Secondo i diffusi dall’analista strategico dell’Ispi (Istituto per gli studi di politica internazionale) Claudio Bertolotti, negli ultimi anni si sono avuti in Europa 98 tra attentati e azioni violente di matrice islamica.
Il 70 per cento negli anni compresi tra il 2015 e il 2017: con 624 morti e 5153 feriti: «Oltre l’80 per cento sono attacchi individuali, non strutturati. Inoltre, nel 60 per cento dei casi sono state utilizzate armi improprie, improvvisate». Il sintomo che ogni immigrato islamico è un potenziale terrorista.
Il 98 per cento dei terroristi islamici che ha colpito è uomo. Nel triennio 2015-2017, l’84 per cento dei terroristi sono risultati essere immigrati di prima generazione (45 per cento) o di seconda/terza (27 per cento) mentre il 12 per cento immigrati irregolari. Solo nel 6 per cento si trattava di un cittadino convertito all’Islam. Il che non significa che fosse un vero europeo, come dimostrano i casi dei caraibici e africani convertiti che hanno colpito in Inghilterra.

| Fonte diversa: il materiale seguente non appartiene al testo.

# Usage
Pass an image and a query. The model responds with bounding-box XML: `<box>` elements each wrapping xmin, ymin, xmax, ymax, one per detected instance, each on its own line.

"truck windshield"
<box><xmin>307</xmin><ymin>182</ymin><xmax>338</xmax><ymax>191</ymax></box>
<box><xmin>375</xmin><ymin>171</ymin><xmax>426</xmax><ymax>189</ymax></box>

Il direttore del Crst (Centro di ricerca sulla sicurezza ed il terrorismo), Ranieri Razzante, ha chiarito: «Nessuno di noi è razzista, però è certo che questo fenomeno sta facendo lucrare. Minniti ha fatto benissimo a dialogare con le tribù, ma il risultato finale non è stato soddisfacente. Dobbiamo avere il coraggio di dire che dietro all’immigrazione c’è un’industria creata con la connivenza di alcune Ong e di sistemi finanziari e di imprese del settore e di chi gestisce i Cara in maniera non trasparente. Finché ci sarà questo tipo di mercato e non si avrà il coraggio di intervenire dando risorse per normalizzare i Paesi di partenza, non si arriverà da nessuna parte».